In another action, Biden is “encouraging” the Federal Trade Commission to “issue a public report analyzing how gun manufacturers market firearms to minors and how such manufacturers market firearms to all civilians,” but he doesn’t have the authority to compel the FTC to conduct any sort of study or to issue a report. With three of the four FTC members (including its chair) Democratic appointees I wouldn’t be surprised to see commissioners comply with Biden’s request, but I doubt that their analysis would be anything but a partisan attack on gun makers. The National Shooting Sports Foundation has panned this as well, calling it an attempt to “squelch the First Amendment rights of firearm businesses” and definitively stating that the industry “markets firearms only to those who are legally able to possess them.”

I’m also a little concerned  with what might come out of Biden’s directive for the Department of Defense to “develop and implement principles to further firearm and public safety practices through Department of Defense acquisition of firearms, consistent with applicable law.” It’s easy to see what Biden’s aiming at here; for the DoD to require all potential contractors to abide by various gun control conditions, even if they’re not required by Congress. Want to bid on an Army contract? Sure thing, but only those gun companies that don’t sell “assault weapons” to civilians are allowed to submit proposals. That definitely has the potential for mischief, and if Democrats had complete control of Congress I’d be deeply concerned about the impacts of Biden’s order. With Republicans holding the Defense Department’s pursestrings in the House, however, GOP lawmakers could and should threaten to yank the DoD’s funding for small arms if it abandons its mission of protecting the country in favor of becoming gun control lobbyists.

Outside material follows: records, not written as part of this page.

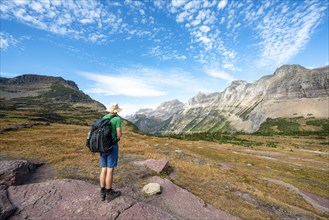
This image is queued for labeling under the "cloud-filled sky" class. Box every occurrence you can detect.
[0,0,329,115]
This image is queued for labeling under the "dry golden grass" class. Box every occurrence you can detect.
[0,124,329,219]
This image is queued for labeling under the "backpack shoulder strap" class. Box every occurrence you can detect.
[108,115,118,121]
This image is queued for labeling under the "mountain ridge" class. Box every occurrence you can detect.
[0,74,106,124]
[129,65,329,133]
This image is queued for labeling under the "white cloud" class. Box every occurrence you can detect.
[118,103,159,116]
[205,69,235,82]
[0,32,19,51]
[217,0,227,9]
[80,66,210,97]
[171,0,186,8]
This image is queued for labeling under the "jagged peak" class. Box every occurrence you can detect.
[230,80,248,87]
[274,64,308,77]
[2,74,79,90]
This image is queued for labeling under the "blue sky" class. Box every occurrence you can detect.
[0,0,329,115]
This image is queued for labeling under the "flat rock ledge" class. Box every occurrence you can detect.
[0,160,40,188]
[0,161,238,220]
[142,183,161,196]
[148,176,239,220]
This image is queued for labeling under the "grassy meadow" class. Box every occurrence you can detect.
[0,113,329,219]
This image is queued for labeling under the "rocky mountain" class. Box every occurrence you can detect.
[130,65,329,133]
[129,99,184,133]
[0,74,105,124]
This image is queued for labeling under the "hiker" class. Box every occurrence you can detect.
[99,103,122,202]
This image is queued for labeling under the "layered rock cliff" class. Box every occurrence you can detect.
[0,74,105,124]
[130,65,329,133]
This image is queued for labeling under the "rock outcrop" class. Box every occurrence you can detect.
[0,74,106,124]
[0,161,237,219]
[129,65,329,133]
[138,159,169,173]
[148,176,239,220]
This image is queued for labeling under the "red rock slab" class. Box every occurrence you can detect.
[117,202,181,220]
[7,179,136,219]
[141,159,169,173]
[0,160,37,186]
[148,176,239,220]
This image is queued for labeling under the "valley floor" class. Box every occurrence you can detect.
[0,122,329,219]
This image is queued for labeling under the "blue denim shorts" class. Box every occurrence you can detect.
[100,143,119,168]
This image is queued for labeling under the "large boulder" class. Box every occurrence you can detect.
[7,179,136,219]
[142,183,161,196]
[118,202,178,220]
[140,159,169,173]
[0,160,38,187]
[148,176,239,220]
[0,189,16,219]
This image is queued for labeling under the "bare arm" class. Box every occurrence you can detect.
[117,127,122,140]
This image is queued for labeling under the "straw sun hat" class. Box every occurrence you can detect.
[106,103,122,114]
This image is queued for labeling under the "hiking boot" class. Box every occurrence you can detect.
[101,191,106,201]
[106,189,121,202]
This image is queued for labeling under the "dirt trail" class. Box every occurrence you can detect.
[264,178,329,214]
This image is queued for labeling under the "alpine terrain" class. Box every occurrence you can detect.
[0,74,105,124]
[129,65,329,133]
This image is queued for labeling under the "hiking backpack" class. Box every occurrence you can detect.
[86,115,118,153]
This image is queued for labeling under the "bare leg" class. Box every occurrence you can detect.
[105,168,114,189]
[99,167,107,188]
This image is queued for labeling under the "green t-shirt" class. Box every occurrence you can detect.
[103,114,123,137]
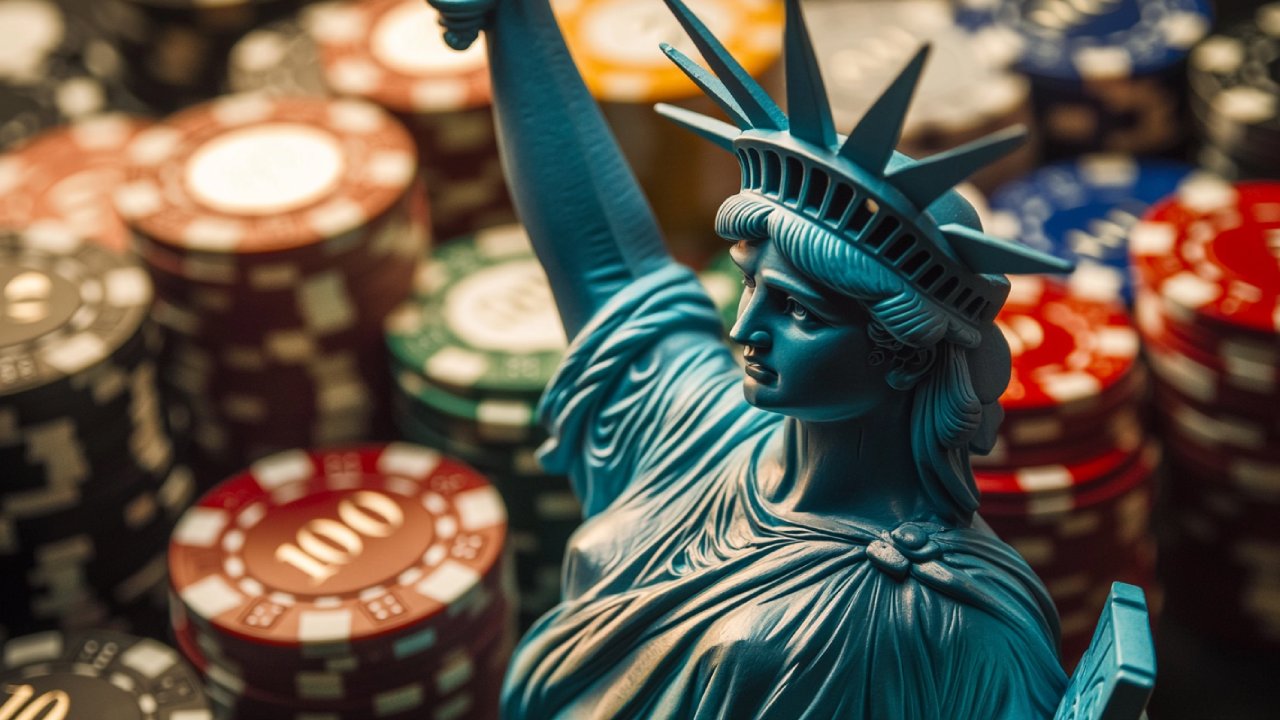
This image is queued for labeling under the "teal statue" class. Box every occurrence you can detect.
[430,0,1153,720]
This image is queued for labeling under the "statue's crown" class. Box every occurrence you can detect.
[658,0,1071,328]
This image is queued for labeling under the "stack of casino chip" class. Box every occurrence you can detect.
[0,0,145,149]
[972,277,1160,664]
[805,0,1037,191]
[387,225,581,624]
[0,629,214,720]
[0,113,150,252]
[956,0,1212,156]
[987,154,1194,305]
[1187,3,1280,179]
[169,443,513,720]
[0,226,195,634]
[115,95,426,474]
[307,0,515,240]
[227,3,340,96]
[550,0,783,268]
[80,0,303,111]
[1130,177,1280,650]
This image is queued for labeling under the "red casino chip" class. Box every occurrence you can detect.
[0,114,150,252]
[1129,176,1280,334]
[974,427,1143,505]
[169,445,507,653]
[996,277,1139,415]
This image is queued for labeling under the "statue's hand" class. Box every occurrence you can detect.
[426,0,498,50]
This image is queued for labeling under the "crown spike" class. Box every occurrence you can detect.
[659,42,751,129]
[886,126,1027,209]
[938,223,1075,274]
[663,0,787,131]
[786,0,836,147]
[654,102,739,152]
[840,44,929,173]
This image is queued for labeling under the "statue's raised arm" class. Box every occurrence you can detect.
[431,0,1144,720]
[430,0,672,338]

Most of Biden’s orders are simply just “demands” to comply with existing law, and several of them aren’t really “orders” at all; mere suggestions or directions for members of his administration to look busy ; “directing members of his Cabinet to encourage effective use of extreme risk protection orders”, for example, or “directing the Attorney General to help Congress modernize and make permanent the Undetectable Firearms Act of 1988.”

If this is what gun control activists consider a “home run,” they’ve dramatically lowered their expectations. That wouldn’t be a bad thing at all, but I suspect that the praise of Feinblatt and others is more an attempt to spin Biden’s latest excuse to call for a gun ban into some sort of substantive policy victory than any real recognition that their anti-gun efforts are failing.